Par assignation du 10 avril 2024, PARIS HABITAT OPH a ensuite saisi le juge des contentieux de la protection du tribunal judiciaire de Paris en référé pour faire constater l’acquisition de la clause résolutoire, être autorisé à faire procéder à l’expulsion de Mme [G] [Z] et obtenir sa condamnation au paiement des sommes suivantes : une indemnité mensuelle d’occupation d’un montant égal à celui du loyer et des charges, à compter de la résiliation du bail et jusqu’à libération des lieux, majorée de 50%,14 614, 10 euros à titre de provision sur l’arriéré locatif arrêté au 1er mars 2024, terme de février 2024 inclus,350 euros sur le fondement de l’article 700 du code de procédure civile, outre les entiers dépens. L’assignation a été notifiée au représentant de l’État dans le département le 11 avril 2024, mais aucun diagnostic social et financier n'est parvenu au greffe avant l'audience.

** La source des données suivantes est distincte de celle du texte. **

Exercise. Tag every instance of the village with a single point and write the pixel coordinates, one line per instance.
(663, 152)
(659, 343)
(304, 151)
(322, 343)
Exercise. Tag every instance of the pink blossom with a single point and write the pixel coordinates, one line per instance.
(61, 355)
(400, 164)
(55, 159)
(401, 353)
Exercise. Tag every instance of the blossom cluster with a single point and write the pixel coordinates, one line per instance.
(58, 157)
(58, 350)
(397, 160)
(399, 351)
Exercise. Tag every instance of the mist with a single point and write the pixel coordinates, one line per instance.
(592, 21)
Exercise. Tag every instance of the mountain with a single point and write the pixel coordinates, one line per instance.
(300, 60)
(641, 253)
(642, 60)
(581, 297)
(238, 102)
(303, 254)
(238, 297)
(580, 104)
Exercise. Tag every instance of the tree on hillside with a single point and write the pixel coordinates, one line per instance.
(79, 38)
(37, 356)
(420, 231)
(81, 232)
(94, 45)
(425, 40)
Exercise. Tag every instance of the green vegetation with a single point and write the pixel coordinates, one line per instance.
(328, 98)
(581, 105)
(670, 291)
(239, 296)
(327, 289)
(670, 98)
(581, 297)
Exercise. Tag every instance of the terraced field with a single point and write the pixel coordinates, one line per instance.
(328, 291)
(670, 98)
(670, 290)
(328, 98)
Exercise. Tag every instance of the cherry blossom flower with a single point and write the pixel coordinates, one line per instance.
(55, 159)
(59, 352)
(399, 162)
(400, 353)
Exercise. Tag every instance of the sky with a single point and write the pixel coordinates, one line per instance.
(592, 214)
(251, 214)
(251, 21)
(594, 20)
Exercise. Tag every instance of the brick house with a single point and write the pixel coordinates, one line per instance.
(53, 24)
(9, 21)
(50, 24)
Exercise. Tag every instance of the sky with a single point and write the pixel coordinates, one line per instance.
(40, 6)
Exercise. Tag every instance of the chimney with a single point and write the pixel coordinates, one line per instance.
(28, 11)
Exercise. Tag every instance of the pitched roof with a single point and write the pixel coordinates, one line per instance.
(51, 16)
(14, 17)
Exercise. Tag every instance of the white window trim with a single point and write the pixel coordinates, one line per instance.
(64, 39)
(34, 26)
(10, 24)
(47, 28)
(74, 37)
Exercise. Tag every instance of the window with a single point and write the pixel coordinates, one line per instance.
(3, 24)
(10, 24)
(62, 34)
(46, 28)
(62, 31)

Prétentions et moyens des parties
À l'audience du 11 septembre 2024, [Localité 4] HABITAT OPH, représenté par son conseil, maintient l'intégralité de ses demandes, et précise que la dette locative, actualisée au 11 septembre 2024, s'élève désormais à 17 630, 15 euros, terme d’aout 2024 inclus. Il déclare, par ailleurs, accepter le plan d'apurement de cette dette proposé par la défenderesse. [Localité 4] HABITAT OPH considère enfin qu'il y a bien eu une reprise du paiement intégral du loyer courant avant l'audience, au sens de l’article 24 de la loi du 6 juillet 1989.
Mme [G] [Z], qui comparait à l’audience, reconnaît en effet le montant de la dette locative et demande à pouvoir se maintenir dans les lieux moyennant le versement d'une mensualité d'apurement de 50 euros, en plus du loyer courant.
Mme [G] [Z] expose que son salaire est très bas, environ 800 euros par mois. Elle indique qu’elle n’avait plus droit à la CAF parce que ses enfants sont grands et elle explique que la situation devrait s’améliorer puisqu’un dossier FSL est en cours de constitution et qu’elle va faire l’objet d’un rappel de l’APL.
Les parties sollicitent la suspension des effets de la clause résolutoire pendant le cours des délais de paiement.
En application de l'article 24 V de la loi n° 89-462 du 6 juillet 1989, les parties ont été invitées à produire tous éléments relatifs à l’existence d’une procédure de traitement du surendettement au sens du livre VII du code de la consommation.
Mme [G] [Z] a indiqué ne pas faire l’objet d’une telle procédure.
À l’issue des débats, la décision a été mise en délibéré jusqu’à ce jour, où elle a été mise à disposition des parties au greffe.
MOTIVATION
1. Sur la demande de constat de la résiliation du bail 1.1. Sur la recevabilité de la demande
[Localité 4] HABITAT OPH justifie avoir notifié l’assignation au représentant de l’État dans le département plus de six semaines avant l’audience. Il justifie également avoir saisi la commission de coordination des actions prévention des expulsions locatives deux mois au moins avant la délivrance de l’assignation.
Son action est donc recevable au regard des dispositions de l’article 24 de la loi n°89-462 du 6 juillet 1989.